3 Things you should know about FIRE

The dream of financial independence and early retirement has gained a lot of steam in recent months. But despite the popularity of the movement, there are some important points that need to be understood and which I would like to point out.

It’s easy – and it’s not

Frugal living, saving as much as possible, investing. The concept is simple and easy to understand, easy to copy. In theory. Putting in practice, there is a lot of sacrifice along the way and even after all the hard work, chances are that you won’t be living like a king, but will need to maintain a frugal mindset for the rest of your life.

Here is some overview on how to get started: Let’s say you purchase stocks or ETFs that will generate a yield of 5% annually after tax. You might do better. You might do worse. But from my investing experience so far it’s a pretty realistic expectation to have.

Let’s do the math then, which means that for every 1000 Euro invested, a 5% annual return will generate 50 Euros each year. Let’s put that in lines:

  • 1.000 Euros invested = 50 Euros / year
  • 10.000 Euros invested = 500 Euros / year
  • 100.000 Euros invested = 5.000 Euros / year
  • 200.000 Euros invested = 10.000 Euros / year
  • 500.000 Euros invested = 25.000 Euros / year
  • 1.000.000 Euros invested = 50.000 Euros / year

You can play around with the numbers, the %, and your saving targets, but I think this pretty much explains the whole challenge: You need to save and invest a lot to get to a point that you could seriously relax. And even if you get to the point that you have a Million Euros on your account, a return of 50.000 per year is hardly an amount to live on to consider oneself rich. Comfortable? Yes. Rich? No.

If your target is really to completely retire early, not only would you need to save up a lot, but you would also need to maintain a frugal and simple lifestyle to make sure your income and your wealth don’t get drained too early on. The last thing you would want is to turn 70 and see how others retire on their hard-earned social security while you start to worry about your funds and income. Because if you retire at 35 or 40 and didn’t pay much into the system, then it would be blatantly wrong to expect the system to cover for you later on.

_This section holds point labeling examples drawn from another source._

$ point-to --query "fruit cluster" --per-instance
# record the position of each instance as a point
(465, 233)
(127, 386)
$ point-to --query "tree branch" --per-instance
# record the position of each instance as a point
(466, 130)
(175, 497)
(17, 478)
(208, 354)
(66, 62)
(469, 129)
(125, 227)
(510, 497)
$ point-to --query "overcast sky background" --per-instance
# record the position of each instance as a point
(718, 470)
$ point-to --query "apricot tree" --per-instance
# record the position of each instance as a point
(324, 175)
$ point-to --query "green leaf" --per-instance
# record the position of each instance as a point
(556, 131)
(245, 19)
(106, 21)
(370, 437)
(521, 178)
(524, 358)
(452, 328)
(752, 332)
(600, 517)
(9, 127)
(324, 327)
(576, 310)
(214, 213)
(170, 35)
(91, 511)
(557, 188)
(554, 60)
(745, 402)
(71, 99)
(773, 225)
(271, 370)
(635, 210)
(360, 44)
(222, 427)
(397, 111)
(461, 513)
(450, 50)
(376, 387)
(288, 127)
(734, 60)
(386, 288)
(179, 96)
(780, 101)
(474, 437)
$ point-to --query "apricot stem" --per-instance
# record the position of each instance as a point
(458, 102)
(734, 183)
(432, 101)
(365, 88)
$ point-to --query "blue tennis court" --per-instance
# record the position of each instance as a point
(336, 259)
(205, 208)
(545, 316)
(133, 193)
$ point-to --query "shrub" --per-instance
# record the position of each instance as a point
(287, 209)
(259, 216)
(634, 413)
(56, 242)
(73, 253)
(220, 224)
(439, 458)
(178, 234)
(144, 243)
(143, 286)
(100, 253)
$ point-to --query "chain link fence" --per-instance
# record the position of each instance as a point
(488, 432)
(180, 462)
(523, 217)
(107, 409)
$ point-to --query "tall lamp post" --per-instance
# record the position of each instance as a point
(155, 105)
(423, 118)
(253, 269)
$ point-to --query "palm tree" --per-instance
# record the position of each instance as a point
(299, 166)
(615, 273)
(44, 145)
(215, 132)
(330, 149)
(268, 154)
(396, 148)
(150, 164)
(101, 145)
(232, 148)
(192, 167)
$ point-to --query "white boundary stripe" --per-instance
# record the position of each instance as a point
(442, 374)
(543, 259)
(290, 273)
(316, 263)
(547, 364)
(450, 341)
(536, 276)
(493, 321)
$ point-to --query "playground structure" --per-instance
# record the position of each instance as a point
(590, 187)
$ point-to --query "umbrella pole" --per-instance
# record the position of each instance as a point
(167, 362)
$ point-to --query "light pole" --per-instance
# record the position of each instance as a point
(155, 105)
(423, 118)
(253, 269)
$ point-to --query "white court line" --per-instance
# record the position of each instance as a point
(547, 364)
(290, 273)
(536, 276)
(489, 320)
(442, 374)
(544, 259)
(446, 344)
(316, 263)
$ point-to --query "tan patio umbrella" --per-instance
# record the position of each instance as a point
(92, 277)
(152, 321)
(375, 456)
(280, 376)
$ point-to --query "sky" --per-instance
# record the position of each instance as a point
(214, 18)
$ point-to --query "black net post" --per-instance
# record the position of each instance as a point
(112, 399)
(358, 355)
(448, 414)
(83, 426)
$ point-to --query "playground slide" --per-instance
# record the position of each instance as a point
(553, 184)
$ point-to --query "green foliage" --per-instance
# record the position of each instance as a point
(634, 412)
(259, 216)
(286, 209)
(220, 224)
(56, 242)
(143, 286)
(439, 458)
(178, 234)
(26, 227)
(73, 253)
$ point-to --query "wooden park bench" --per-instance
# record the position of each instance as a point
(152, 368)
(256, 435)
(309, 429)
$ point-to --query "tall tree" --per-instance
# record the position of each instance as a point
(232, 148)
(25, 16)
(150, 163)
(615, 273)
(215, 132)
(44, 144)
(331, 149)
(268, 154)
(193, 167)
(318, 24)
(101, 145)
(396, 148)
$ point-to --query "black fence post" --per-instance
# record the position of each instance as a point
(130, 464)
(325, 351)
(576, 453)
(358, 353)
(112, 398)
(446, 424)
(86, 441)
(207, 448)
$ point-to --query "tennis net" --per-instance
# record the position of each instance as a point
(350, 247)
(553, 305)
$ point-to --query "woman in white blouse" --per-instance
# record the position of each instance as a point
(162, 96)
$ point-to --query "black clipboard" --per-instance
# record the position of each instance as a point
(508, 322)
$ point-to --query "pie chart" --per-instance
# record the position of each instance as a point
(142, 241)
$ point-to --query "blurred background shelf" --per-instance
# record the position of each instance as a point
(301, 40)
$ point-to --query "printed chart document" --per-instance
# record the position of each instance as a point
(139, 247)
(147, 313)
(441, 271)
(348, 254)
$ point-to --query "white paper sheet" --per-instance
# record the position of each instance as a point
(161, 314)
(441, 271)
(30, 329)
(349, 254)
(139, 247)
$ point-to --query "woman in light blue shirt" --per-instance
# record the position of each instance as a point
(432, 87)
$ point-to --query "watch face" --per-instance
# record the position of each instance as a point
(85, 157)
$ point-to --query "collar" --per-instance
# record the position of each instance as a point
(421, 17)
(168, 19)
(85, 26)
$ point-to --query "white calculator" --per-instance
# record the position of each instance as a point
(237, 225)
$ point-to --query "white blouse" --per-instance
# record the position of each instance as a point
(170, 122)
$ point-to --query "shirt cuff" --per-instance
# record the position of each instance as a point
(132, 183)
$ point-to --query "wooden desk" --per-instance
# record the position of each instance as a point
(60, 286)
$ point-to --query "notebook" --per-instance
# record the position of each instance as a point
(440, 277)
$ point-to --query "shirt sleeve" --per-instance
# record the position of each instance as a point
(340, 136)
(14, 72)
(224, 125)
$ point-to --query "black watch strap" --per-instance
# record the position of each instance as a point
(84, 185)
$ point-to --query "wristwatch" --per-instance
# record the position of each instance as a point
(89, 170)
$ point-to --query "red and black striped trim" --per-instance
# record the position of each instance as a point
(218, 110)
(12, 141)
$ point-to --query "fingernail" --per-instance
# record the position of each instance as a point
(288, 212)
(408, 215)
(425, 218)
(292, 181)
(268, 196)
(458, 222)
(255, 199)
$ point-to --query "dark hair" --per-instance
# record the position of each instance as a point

Most who achieve FIRE keep working

Given the staggering amount of money required to really and fully retire early, most people don’t go all the way. Because it’s too hard and it takes a too long time. BUT what many do is to turn to their passions and their actual idea of looking for a purpose once they reach a point of feeling secure enough to do so without going broke.

Say you have saved and invested 200.000 Euros and receive a 5% annual return after tax, 10.000 Euros a year. That’s not enough to retire. But living in the right place, it may be enough to pay your rent. Having “shelter” secured, you might not feel the pressure anymore to chase for a high paying job that would be required to protect you and your family. You could choose another profession or challenge that may suit your personal goals much better, and even if you would bring only another 25.000 Euros a year back home, that could be already enough for a decent living with the good feeling of doing something that you actually really appreciate.

I am also not sure if the actual goal of a “real” retirement would fit with the character of any FIRE aspirant. Because to get to the point that you could actually retire on your savings and investments is really hard work. It requires dedication, patience, and real commitment. Something that you see mostly in career and goal-oriented personalities. Now they might not be always the corporate types, but considering how much work and effort they put into reaching their goal, it’s hard to imagine that they would be able to stay idle right after hitting their target. There are simply too many exciting and interesting things to do in the world to waste time on doing nothing.

It’s really about time and independence

In reality, investing and generating passive income, escaping the rat race… it’s a mind game. Because with every step along the way, with every additional income you create for yourself and with every day you get closer to become financially independent, you are reducing the burden on your shoulders. The burden and the responsibility to yourself, to your loved ones, to society.

Financial independence empowers you to make conscious and responsible decisions, without the seductive element of money attached to it. When you live frugally and have a minimalistic mindset, when you know that you have “enough” and don’t need to compromise your values, your convictions and your personal goals for profits and gains, then you can act true to yourself at all times.

You can also take the time to think things through. To consult with people who matter and you will have more opportunities to do “the right thing”, which more than often goes not well along with the profit and benefit-oriented thinking of many corporations and individuals out there.

I am not sure how many other people out there see it this way. For me, this should be the ultimate outcome. I intend to keep working until I die, but not in the traditional sense and not on other people’s terms. I don’t want to deal with CRAP any longer than necessary and this is why I follow the FIRE movement.

Having said all that one thing should also be very clear: Without those companies which are striving for profits, without all those people who prefer to have a regular working life and who actually appreciate going to an office every single day, FIRE wouldn’t be a thing at all. Otherwise, how would we expect a 5% annual return after tax on our investments?